As perturbações do metabolismo do cálcio e do fósforo e a sua doença óssea estão entre as principais complicações da insuficiência renal crónica, especialmente em doentes em diálise. Quando a taxa de filtração glomerular (TFG) diminui de 60 ml/(min-1,73 m2) para 20 ml/(min-1,73 m2), a incidência de hiperfosfatemia aumenta de 1% para 30% e a incidência de hiperparatiroidismo secundário (SHPT) aumenta de 17% para 85%. No passado, pensava-se que as perturbações do metabolismo do cálcio e do fósforo causavam principalmente lesões esqueléticas e eram chamadas “osteodistrofia renal (DER)”. Recentemente foi reconhecido que anormalidades a longo prazo no metabolismo de minerais ósseos em doenças renais crónicas (CKD) podem levar a uma calcificação vascular sistémica, que está fortemente associada a eventos cardiovasculares e à morte.
Um estudo de Floege et al.[4] publicado em 2011 mostrou que a relação entre as concentrações de sangue iPTH, cálcio e fósforo e o risco de mortalidade por todas as causas mostrou uma curva em U, ou seja, valores demasiado altos ou demasiado baixos (iPTH > 600 pg/mL ou < 75 pg/mL para CKD). 75 pg/mL, Ca >2,75 mmol/L ou <2,10 mmol/L, P <1,13 mmol/L ou >1,78 mmol/L) resultaram todos num aumento do risco de mortalidade por todas as causas. Entre os indicadores de metabolismo mineral anormal, a hiperfosfataemia foi independentemente associada à morte em doentes com CKD.

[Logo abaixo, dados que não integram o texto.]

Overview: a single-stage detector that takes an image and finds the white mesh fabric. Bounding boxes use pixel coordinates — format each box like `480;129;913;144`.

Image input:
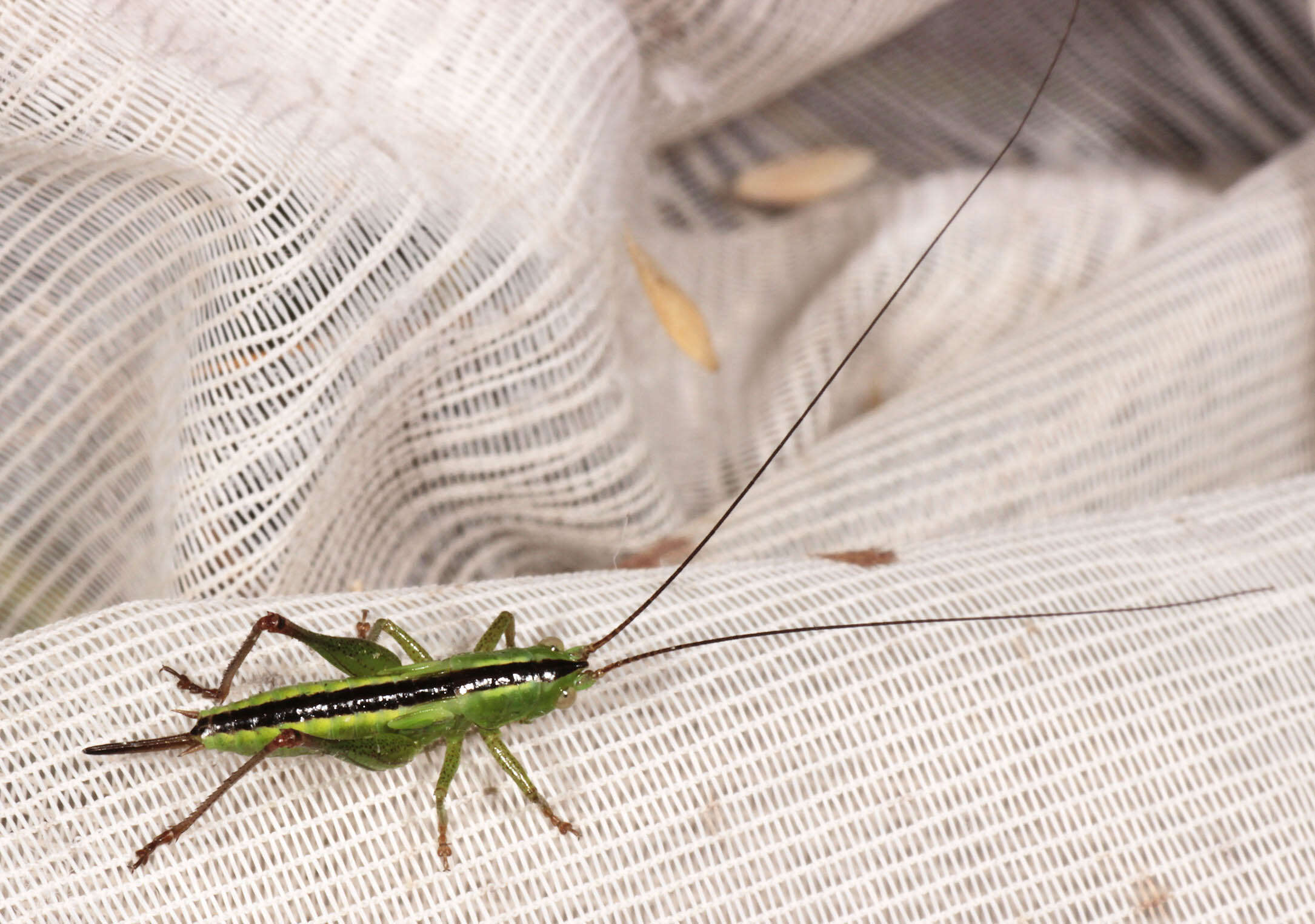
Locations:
0;0;1315;922
7;477;1315;922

Os resultados deste estudo mostraram que por cada 1mg/dl de aumento do fósforo sanguíneo em doentes com CKD, o risco de mortalidade por todas as causas aumentou 18%, com um impacto muito mais significativo na sobrevivência do que o cálcio e o iPTH. A monitorização e gestão do metabolismo do cálcio e do fósforo é importante para os doentes com CKD, quer estejam ou não em diálise.
I. Definição de CKD-MBD
CKD-MBD refere-se a perturbações sistémicas do metabolismo mineral e ósseo em doentes com doença renal crónica, incluindo qualquer uma ou mais das seguintes:
(1) Anormalidades no metabolismo do cálcio, fósforo, hormona paratiróide (PTH) ou vitamina D;
(2) Anormalidades na transformação óssea, mineralização, volume, crescimento linear ou força;
(3) Calcificação dos vasos sanguíneos ou outros tecidos moles.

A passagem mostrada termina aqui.